In the same line as Sam, Elizabeth Vanover waited to get help with her health insurance. She had to cancel her last doctor’s appointment, she said, because the state cut off her Medicaid.
“I’ve been down here three or four times,’’ she said. “I was on (Medicaid), and then they end up shutting me down. So now I’m down here trying to see if I can get my medical back.’’
The problems that Vanover and Sam described are not unusual, according to Kathleen Gorman, director of the Feinstein Center for a Hunger-Free America at the University of Rhode Island.
“Literally every day, we talk to people in our office who cannot get their benefits and do not have food,’’ Gorman said.
About 400 people call every month looking for help from her program, which receives funding from the state to sign residents up for food stamps.
“People call here in tears,’’ Gorman said. “I had a gentlemen who called me, and he was literally, stage three cancer. He had gone out to the corner of his street one morning and asked some people to given him some money because he needed to buy milk.’’
Courtney Hawkins, the new director of the state’s Department of Human Services (DHS), blames the problems with UHIP on Deloitte Consulting, the New York-based firm that built the benefits system.
“These stories are absolutely heartbreaking,’’ Hawkins said. “And unfortunately, you know, we’ve been clear that the system that we were delivered by our vendor is not the system that we need for our state. It’s not serving our customers well. It’s not serving my workforce well.”
Deloitte has refunded the state tens of millions of dollars for problems with the new benefits system.
Hawkins said the state has cut the backlog in benefits applications by half over the last year. As of Dec. 7th, about 6,600 applications were still in the cue –down from a peak of more than 14,000 last year.
“We know that we’re doing better,’’ Hawkins said. “And we have to stay focused on the incremental progress that we’re making every day to improve the system and improve the customer experience.”
Inside her living room in Providence, Elizabeth Vanover flipped through a pile of unpaid doctors’ bills.
“I got a bill from Coastal Medical and the exact amount is $76.40,’’ she said. “And this is another bill – a $50 bill for my eyes – and the state usually pays for it, and they didn’t pay this time. I don’t understand why I have these bills.”
Across the room, a framed certificate from Brown University hangs on the wall alongside family photographs, a keepsake from Vanover's days as a food service worker at Brown. But Vanover said she had to leave her job after an injury.
Now, she’s trying to find out why the state disconnected her Medicaid.

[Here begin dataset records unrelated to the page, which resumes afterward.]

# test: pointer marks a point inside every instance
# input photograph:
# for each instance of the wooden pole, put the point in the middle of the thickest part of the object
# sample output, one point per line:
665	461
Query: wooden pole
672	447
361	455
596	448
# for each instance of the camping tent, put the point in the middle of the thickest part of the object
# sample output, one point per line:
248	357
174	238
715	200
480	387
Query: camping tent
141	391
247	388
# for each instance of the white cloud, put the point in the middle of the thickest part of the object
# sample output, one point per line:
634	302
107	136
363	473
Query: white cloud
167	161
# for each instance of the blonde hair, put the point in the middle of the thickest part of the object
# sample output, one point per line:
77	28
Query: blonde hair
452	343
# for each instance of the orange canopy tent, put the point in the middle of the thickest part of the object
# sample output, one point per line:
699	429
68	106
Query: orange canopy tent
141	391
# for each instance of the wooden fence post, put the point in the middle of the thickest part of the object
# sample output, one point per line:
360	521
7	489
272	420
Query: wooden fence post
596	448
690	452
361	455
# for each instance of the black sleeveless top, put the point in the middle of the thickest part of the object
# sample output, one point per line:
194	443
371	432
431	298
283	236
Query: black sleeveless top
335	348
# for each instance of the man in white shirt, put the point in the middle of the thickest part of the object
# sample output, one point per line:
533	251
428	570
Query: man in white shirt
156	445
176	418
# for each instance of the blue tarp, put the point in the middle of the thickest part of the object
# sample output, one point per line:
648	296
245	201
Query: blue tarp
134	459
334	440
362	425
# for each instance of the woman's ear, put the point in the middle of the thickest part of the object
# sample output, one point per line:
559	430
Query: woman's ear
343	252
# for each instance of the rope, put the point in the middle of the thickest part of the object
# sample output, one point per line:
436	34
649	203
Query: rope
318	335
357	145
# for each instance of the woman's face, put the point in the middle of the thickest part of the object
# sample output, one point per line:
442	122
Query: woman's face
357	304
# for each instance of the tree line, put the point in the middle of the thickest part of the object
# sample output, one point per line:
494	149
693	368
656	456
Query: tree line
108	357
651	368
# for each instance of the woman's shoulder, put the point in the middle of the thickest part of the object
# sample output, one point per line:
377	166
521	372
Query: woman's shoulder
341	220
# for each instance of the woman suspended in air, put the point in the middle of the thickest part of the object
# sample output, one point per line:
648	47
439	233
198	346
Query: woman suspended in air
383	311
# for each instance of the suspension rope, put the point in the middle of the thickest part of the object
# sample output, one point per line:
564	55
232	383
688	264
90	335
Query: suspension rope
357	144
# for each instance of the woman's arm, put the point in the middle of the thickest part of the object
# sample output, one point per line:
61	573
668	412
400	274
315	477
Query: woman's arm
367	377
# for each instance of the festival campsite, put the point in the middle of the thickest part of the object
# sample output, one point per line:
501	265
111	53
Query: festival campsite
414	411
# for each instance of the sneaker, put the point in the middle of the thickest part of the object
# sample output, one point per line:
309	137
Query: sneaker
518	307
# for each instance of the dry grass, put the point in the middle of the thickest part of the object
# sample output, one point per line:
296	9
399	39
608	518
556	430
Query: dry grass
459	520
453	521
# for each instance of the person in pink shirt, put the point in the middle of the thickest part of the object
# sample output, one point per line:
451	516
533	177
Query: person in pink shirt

“I called United Health, and they said they were doing their job, but the state’s not doing theirs,’’ she said. “And I wonder why because I don’t have the money to pay these bills.”
So that Monday morning, Vanover drove to the Providence DHS office and waited in line. And waited. And waited. By the time she got back in her car to drive home it was noon. She left with a copy of a new benefits application. She was told she’d get something in the mail within the next 72 hours.
Son Sam, the Cambodian woman who was also in line, had better luck. Her food stamps were restored that same day.
By late last week, state officials said they had resolved the backlog for food stamps – and they are working to do the same for Medicaid.
“It’s another area where we certainly still have more work to do,’’ Hawkins, the DHS director, said. “And you will hear people talk about challenges that they’re facing. But we’ve made progress.”
But a week later, Elizabeth Vanover is still waiting for her Medicaid to be reinstated. To make matters worse, she's caught a bad bug. And she is afraid to go to the doctor – and wrack up more medical bills.